High alcohol consumption may contribute to more severe neurodegeneration in patients with multiple sclerosis (MS) — and smoking may make a diagnosis of MS more likely, new research suggests.
“Our results add to the understanding of how health-associated behaviors, such as alcohol consumption and smoking, interact with neurodegeneration in MS,” lead author Iris Kleerekooper, MD, clinical research fellow, Queen Square Multiple Sclerosis Center, Institute of Neurology, University College London, United Kingdom, told Medscape Medical News.
Of note, patients with MS who drank alcohol daily or almost daily had thinner retinal thicknesses, indicative of more brain atrophy, compared with those who drank less.
“This indicates that health advice that holds for the general population — don’t smoke and consume alcohol in no more than moderate quantities — may hold extra relevance for people with MS,” Kleerekooper said.
The study results were published online March 3 in JAMA Network Open.
Using the UK Biobank study, the researchers investigating associations of alcohol consumption and smoking with MS diagnosis and retinal thickness in 71,981 individuals aged 40 to 69 years.
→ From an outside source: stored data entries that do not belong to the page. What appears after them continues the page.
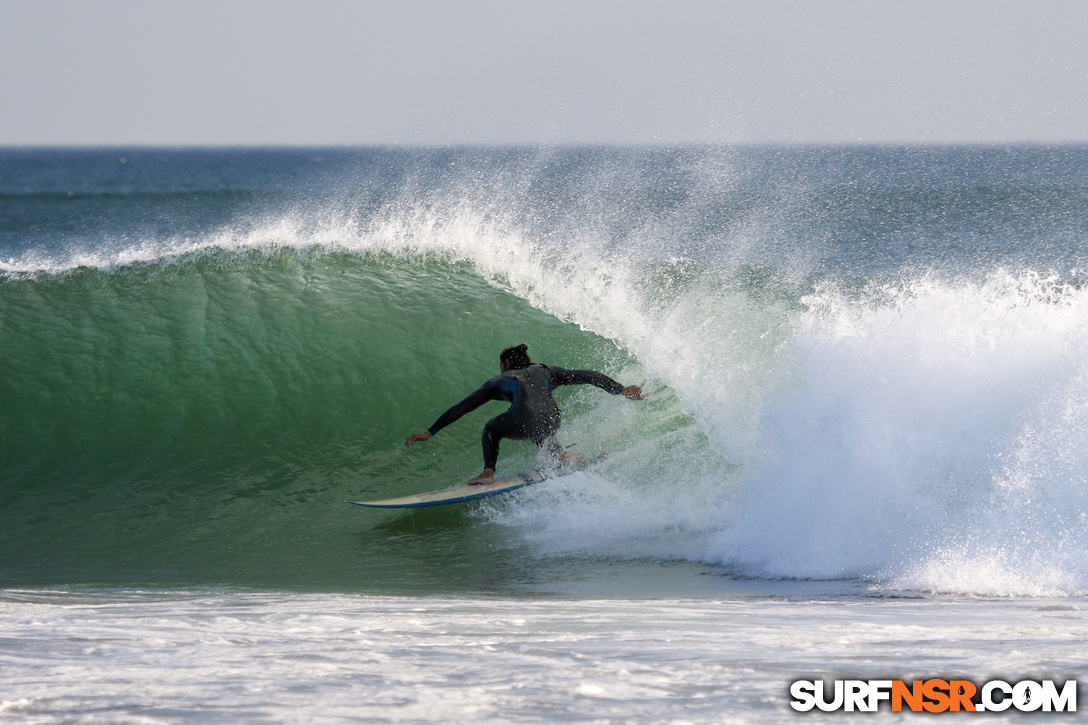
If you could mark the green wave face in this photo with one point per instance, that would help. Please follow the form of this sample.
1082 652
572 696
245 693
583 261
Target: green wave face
204 420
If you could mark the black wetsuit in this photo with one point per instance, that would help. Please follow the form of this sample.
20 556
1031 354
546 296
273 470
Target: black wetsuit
533 414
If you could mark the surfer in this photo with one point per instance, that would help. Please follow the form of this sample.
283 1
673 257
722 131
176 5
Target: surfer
533 414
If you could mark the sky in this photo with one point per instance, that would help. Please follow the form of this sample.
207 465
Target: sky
423 72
Of these participants, 179 had MS.
Among the key findings, smoking was associated with a threefold increased risk of receiving an MS diagnosis (odds ratio [OR], 3.05; 95% CI, 1.95 – 4.64).
In addition, daily or almost daily alcohol intake was associated with a thinner macular ganglion cell layer and inner plexiform layer (mGCIPL) in patients with MS (adjusted β = −3.09; 95% CI, −5.70 to −0.48 μm; P = .02).
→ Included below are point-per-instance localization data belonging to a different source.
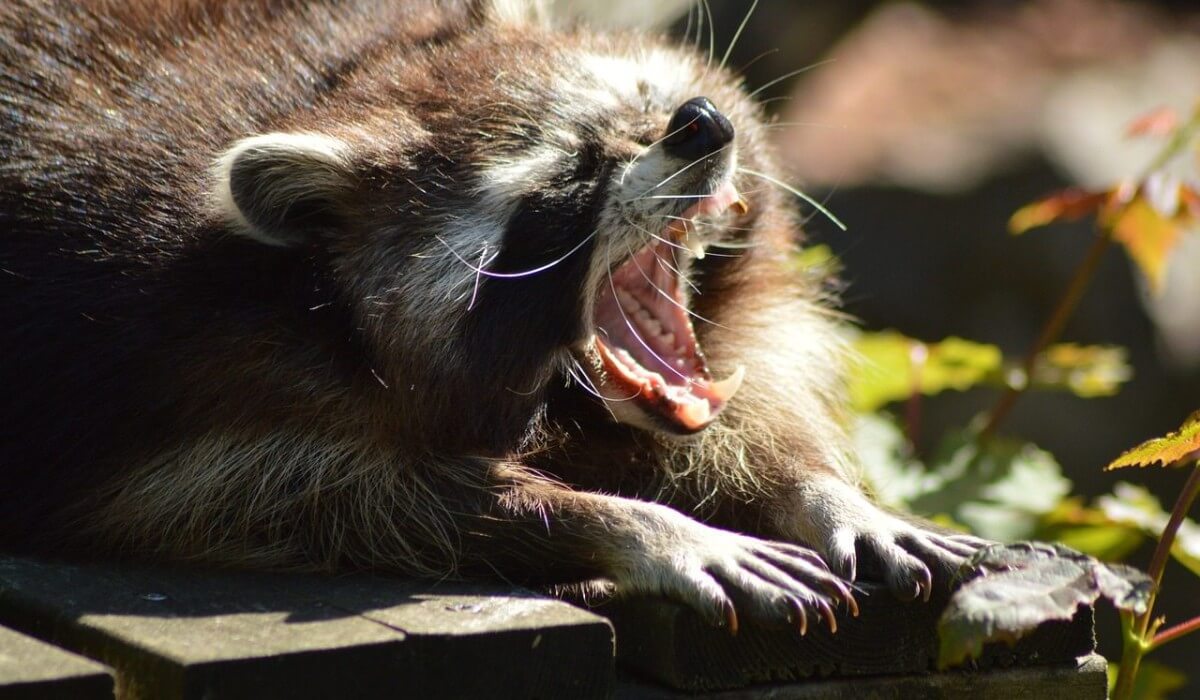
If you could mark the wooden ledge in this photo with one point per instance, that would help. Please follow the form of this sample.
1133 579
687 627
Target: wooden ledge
173 633
670 644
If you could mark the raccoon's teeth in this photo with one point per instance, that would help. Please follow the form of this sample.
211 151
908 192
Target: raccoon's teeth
726 388
695 413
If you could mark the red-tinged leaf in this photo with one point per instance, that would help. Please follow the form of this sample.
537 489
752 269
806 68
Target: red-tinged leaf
1159 121
1066 205
1165 450
1147 235
1191 201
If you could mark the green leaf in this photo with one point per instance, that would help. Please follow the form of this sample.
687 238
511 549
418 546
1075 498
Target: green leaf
1026 586
894 366
1165 450
1086 371
1147 235
817 258
1134 506
1090 531
1000 489
1153 682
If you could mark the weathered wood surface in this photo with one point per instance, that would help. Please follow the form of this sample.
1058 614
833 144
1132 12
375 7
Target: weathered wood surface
33 669
173 633
671 645
1085 678
190 634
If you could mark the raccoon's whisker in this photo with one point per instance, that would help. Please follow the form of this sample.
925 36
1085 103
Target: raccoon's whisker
676 269
669 297
521 274
687 29
787 124
737 34
630 165
755 60
666 197
712 34
681 171
673 217
789 75
483 262
633 328
652 234
813 202
775 99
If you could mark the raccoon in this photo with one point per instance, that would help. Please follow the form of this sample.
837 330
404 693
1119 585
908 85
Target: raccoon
426 287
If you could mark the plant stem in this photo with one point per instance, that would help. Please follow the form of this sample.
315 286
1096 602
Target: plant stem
1176 144
1132 650
1050 331
1175 632
1135 640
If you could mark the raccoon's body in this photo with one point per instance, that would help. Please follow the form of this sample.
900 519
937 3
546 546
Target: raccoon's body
411 286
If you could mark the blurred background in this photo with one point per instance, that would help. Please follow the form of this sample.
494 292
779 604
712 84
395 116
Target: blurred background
923 126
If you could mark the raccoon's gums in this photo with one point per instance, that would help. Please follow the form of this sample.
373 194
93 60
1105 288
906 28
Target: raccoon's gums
419 287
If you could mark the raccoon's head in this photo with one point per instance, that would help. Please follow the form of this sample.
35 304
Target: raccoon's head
514 205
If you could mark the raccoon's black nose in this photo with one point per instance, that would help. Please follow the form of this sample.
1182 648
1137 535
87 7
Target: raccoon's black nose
697 130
Participants who said they drank daily or almost daily had almost 5% thinner mGCIPLs, a substantial difference in retinal thickness, the investigators note.
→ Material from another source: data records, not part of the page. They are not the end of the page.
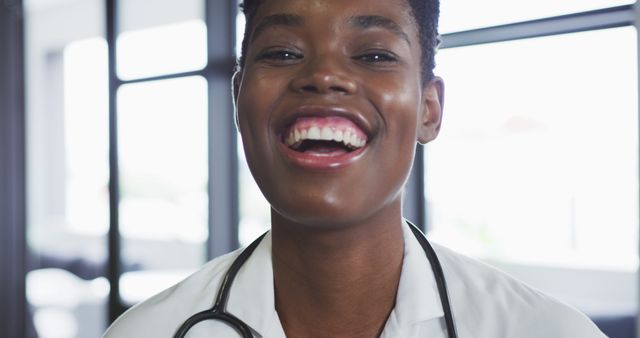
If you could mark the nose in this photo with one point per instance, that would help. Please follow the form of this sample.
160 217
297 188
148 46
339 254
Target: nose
323 75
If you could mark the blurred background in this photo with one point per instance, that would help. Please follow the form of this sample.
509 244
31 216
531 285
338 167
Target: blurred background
125 173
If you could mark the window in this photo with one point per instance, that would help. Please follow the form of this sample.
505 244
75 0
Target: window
536 164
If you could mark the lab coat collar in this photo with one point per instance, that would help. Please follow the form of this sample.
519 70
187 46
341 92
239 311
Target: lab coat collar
252 296
417 299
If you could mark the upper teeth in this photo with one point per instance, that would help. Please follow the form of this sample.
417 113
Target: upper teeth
348 137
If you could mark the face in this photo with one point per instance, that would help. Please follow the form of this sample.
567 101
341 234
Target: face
330 106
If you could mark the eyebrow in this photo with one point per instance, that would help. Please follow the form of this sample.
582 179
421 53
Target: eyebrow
372 21
286 20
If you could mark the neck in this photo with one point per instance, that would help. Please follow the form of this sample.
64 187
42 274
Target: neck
340 282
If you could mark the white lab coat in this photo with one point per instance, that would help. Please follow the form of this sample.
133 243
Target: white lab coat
486 302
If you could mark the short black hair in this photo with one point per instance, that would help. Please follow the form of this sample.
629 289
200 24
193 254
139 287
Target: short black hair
425 14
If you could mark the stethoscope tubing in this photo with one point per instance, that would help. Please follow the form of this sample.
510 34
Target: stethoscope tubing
219 309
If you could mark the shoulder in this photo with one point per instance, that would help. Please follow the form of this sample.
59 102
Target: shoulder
161 314
490 303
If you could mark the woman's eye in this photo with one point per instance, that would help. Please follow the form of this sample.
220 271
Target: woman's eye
279 55
377 57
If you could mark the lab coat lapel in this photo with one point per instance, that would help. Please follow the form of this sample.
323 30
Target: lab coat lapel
252 297
417 298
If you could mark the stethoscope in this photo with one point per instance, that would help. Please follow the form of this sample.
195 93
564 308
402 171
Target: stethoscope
219 309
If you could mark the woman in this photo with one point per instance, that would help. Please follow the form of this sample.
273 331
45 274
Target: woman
332 97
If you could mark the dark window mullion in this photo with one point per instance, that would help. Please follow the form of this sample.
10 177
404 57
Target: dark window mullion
114 266
578 22
13 316
223 159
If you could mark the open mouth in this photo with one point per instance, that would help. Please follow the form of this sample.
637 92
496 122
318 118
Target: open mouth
324 136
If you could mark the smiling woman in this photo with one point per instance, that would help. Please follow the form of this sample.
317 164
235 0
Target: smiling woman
332 98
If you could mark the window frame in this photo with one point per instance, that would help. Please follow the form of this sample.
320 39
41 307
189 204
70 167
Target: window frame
13 309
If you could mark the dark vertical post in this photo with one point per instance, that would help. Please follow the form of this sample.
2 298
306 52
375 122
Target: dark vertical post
637 25
223 159
12 172
414 208
113 269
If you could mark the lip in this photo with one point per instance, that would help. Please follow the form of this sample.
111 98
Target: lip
322 111
319 162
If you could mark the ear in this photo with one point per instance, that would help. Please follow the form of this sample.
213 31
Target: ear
432 107
235 89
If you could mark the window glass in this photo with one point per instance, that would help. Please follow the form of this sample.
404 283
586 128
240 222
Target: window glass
459 15
67 168
171 38
162 135
537 160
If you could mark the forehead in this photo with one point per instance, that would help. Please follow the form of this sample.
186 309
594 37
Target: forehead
391 14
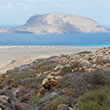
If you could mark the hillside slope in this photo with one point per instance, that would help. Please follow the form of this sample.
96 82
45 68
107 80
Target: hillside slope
58 23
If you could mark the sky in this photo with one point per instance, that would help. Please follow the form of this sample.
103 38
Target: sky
16 12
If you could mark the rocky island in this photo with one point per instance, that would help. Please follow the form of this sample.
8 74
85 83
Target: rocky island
56 23
79 81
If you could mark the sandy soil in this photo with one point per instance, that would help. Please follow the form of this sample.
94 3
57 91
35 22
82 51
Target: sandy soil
14 56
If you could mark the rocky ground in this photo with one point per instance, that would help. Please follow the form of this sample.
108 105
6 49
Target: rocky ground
67 82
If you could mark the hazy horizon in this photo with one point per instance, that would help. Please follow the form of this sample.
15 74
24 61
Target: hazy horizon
16 12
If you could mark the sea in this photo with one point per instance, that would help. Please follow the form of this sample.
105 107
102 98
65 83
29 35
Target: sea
77 39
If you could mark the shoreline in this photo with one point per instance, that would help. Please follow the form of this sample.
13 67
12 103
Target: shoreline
14 56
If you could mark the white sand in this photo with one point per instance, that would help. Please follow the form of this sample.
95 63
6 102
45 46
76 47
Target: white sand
14 56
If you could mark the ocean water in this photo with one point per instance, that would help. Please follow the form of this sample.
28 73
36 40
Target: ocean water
91 39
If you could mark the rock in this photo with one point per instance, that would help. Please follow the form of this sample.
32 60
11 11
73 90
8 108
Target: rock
47 98
64 107
7 103
57 23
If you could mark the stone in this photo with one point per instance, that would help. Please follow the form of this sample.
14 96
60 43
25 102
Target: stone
64 107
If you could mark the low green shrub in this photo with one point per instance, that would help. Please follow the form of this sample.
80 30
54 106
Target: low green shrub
53 104
96 100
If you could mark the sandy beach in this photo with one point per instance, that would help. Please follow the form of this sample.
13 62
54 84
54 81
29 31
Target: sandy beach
14 56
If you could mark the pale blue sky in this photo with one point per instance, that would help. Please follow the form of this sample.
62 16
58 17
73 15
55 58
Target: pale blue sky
18 11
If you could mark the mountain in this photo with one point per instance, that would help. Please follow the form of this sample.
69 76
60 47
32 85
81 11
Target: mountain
57 23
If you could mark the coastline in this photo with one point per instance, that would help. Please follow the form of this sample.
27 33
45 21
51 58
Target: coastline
14 56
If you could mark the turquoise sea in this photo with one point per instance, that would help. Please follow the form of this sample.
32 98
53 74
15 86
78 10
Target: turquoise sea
96 39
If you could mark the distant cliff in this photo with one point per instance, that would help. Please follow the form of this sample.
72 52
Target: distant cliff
57 23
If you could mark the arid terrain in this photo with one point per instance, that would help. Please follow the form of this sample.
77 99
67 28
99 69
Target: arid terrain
78 81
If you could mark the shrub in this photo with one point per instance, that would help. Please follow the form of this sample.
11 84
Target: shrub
98 78
66 86
96 100
53 105
35 99
91 81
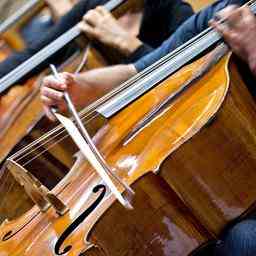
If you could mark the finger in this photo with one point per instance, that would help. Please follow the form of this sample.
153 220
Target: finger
52 94
234 19
225 13
88 30
54 83
49 113
47 101
247 15
68 78
93 18
103 11
221 27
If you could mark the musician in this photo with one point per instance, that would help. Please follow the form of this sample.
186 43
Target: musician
160 19
239 32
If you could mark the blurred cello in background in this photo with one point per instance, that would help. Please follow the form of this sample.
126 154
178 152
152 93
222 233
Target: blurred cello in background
192 124
19 125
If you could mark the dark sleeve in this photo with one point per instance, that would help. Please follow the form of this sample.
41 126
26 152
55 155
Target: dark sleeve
189 29
65 23
143 50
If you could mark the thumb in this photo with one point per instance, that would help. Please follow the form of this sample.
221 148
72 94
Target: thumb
69 78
Paradoxically, moderate alcohol intake, defined as consuming alcohol once per month up to 4 times per week, was associated with lower odds of an MS diagnosis.
The investigators note that a protective effect of moderate alcohol consumption on MS risk has previously been reported, although an increased risk has also been reported.
“Owing to the cross-sectional nature of the present study, the ‘sick quitters’ effect’ — that is, the tendency to quit or profoundly limit alcohol intake when ill, could have influenced our findings,” they write.
Commenting for Medscape Medical News, Eoin Flanagan, MBBCh, neurologist, Mayo Clinic, Rochester, Minnesota, said the study “highlights the detrimental effect” of cigarette smoking and consuming high amounts of alcohol.
It also “confirms the findings from many previous studies showing that smoking increases the risk of developing MS, and we also know that cigarette smoking makes MS worse,” said Flanagan, who was not involved with the current research.
“This gives us another reason to avoid cigarette smoking, particularly in those who already have MS,” he added.
The study also indicates that “high quantities of alcohol are toxic to the retina, and that may be particularly detrimental in patients with MS, in which optic nerve and retinal damage is common from the disease itself,” he noted.
“I think the take-home message for providers is that patients with MS should avoid high quantities of alcohol and cigarette smoking. Thus, public health measures that target reducing cigarette smoking could be particularly effective in helping prevent MS,” Flanagan concluded.
The study was funded by the postdoctoral research fellowship exchange program from the European Committee for Treatment and Research in Multiple Sclerosis and by the University College London Hospital Biomedical Research Centre. Kleerekooper and Flanagan have reported no relevant financial relationships.